Patients were evacuated from the local hospital, but its emergency room stayed open.
Seismologists say the seismic rupture occurred just 9 kilometers beneath the Earth’s surface, which amplified its effect.
More than 100 aftershocks have shaken the region since the initial jolt. Experts say more are likely.
“There is about a 1-in-20 chance that this location will be having an even bigger earthquake within the few days,” said seismologist Lucy Jones of the U.S. Geological Survey in Pasadena, California.
President Donald Trump, about to participate in July 4th Independence Day celebrations in Washington, D.C., tweeted that the situation in California was under control.
This was the largest earthquake to strike Southern California in 20 years, but experts say a number of quakes of similar size typically occur there in every decade. The region has simply experienced a lull.

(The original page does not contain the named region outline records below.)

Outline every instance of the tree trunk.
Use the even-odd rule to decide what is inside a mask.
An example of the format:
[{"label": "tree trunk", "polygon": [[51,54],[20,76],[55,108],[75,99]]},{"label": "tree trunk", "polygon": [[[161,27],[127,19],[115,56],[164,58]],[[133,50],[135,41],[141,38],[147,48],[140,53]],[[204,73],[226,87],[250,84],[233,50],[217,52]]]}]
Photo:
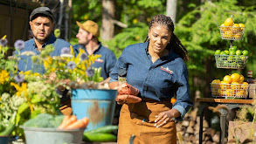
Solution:
[{"label": "tree trunk", "polygon": [[65,21],[65,39],[70,41],[71,34],[71,11],[72,11],[72,0],[68,0],[67,6],[66,7],[66,21]]},{"label": "tree trunk", "polygon": [[63,17],[63,3],[64,0],[59,0],[59,17],[58,21],[58,28],[61,31],[61,23],[62,23],[62,17]]},{"label": "tree trunk", "polygon": [[170,17],[173,23],[176,23],[176,0],[167,0],[166,2],[166,15]]},{"label": "tree trunk", "polygon": [[109,40],[114,38],[114,0],[102,0],[102,40]]}]

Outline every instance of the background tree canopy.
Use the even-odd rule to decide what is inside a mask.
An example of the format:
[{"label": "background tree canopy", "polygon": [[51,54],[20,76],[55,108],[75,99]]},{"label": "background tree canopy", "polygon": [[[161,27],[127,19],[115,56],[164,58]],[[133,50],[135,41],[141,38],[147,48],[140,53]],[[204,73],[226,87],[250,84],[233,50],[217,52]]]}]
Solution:
[{"label": "background tree canopy", "polygon": [[[114,3],[114,19],[128,25],[122,28],[114,25],[114,37],[111,40],[102,41],[117,56],[128,45],[143,42],[149,31],[149,22],[156,14],[165,14],[166,0],[113,0]],[[190,61],[187,62],[190,74],[190,85],[192,97],[196,91],[201,92],[201,97],[211,97],[210,82],[221,79],[226,74],[239,72],[246,78],[247,70],[256,72],[253,65],[256,33],[256,2],[249,0],[212,0],[201,2],[180,0],[177,2],[175,33],[188,49]],[[76,43],[75,34],[78,26],[75,21],[93,20],[102,25],[102,0],[76,0],[73,3],[73,30],[72,44]],[[234,16],[235,23],[246,25],[244,37],[234,41],[240,50],[250,52],[246,66],[243,70],[218,69],[214,59],[214,51],[218,49],[228,49],[231,41],[221,38],[218,26],[224,21]],[[255,78],[255,76],[254,76]],[[193,97],[194,98],[194,97]]]}]

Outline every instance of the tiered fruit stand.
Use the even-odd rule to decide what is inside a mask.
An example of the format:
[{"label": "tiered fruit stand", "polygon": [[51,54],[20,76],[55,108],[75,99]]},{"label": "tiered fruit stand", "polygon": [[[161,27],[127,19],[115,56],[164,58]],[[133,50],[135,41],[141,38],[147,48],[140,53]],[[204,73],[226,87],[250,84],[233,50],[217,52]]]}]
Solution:
[{"label": "tiered fruit stand", "polygon": [[[230,48],[232,47],[233,40],[241,40],[245,27],[219,26],[222,39],[231,41]],[[243,69],[246,66],[247,56],[243,55],[215,55],[218,68]],[[219,82],[211,83],[211,96],[215,98],[246,98],[248,94],[248,85],[246,84],[223,84]]]}]

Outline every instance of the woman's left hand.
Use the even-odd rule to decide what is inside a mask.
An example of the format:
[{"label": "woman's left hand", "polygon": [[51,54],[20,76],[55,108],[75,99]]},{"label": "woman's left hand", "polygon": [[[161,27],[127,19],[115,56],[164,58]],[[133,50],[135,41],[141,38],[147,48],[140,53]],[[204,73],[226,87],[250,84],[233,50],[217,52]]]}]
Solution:
[{"label": "woman's left hand", "polygon": [[162,112],[156,116],[155,127],[156,128],[163,127],[166,123],[173,120],[173,118],[180,116],[180,113],[176,109],[170,109],[169,111]]}]

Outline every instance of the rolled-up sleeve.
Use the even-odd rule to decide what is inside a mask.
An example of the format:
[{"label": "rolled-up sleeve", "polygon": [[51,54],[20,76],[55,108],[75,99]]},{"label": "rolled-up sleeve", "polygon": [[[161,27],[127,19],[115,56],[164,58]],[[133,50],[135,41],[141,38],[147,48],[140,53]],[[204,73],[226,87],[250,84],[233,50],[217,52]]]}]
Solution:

The most destructive in recent memory came in 1994, when a 6.7-magnitude temblor struck the Northridge neighborhood of Los Angeles, killing 57 people and causing billions of dollars in damage.
Thursday’s quake struck a thinly populated desert community, so the damage was limited, seismologist Jones said.” https://www.voanews.com/usa/strong-earthquake-shakes-southern-california
Coso Hot Springs-Geothermal is well to the NW of the epicenter site.
Trump and his nuke luvin North Korean friend. Were the major earthquakes a diversion from Trump’s 4th of July parade? Or was this the real-deal? Considering the track record of US nuclear testing, and of Trump, anything is possible.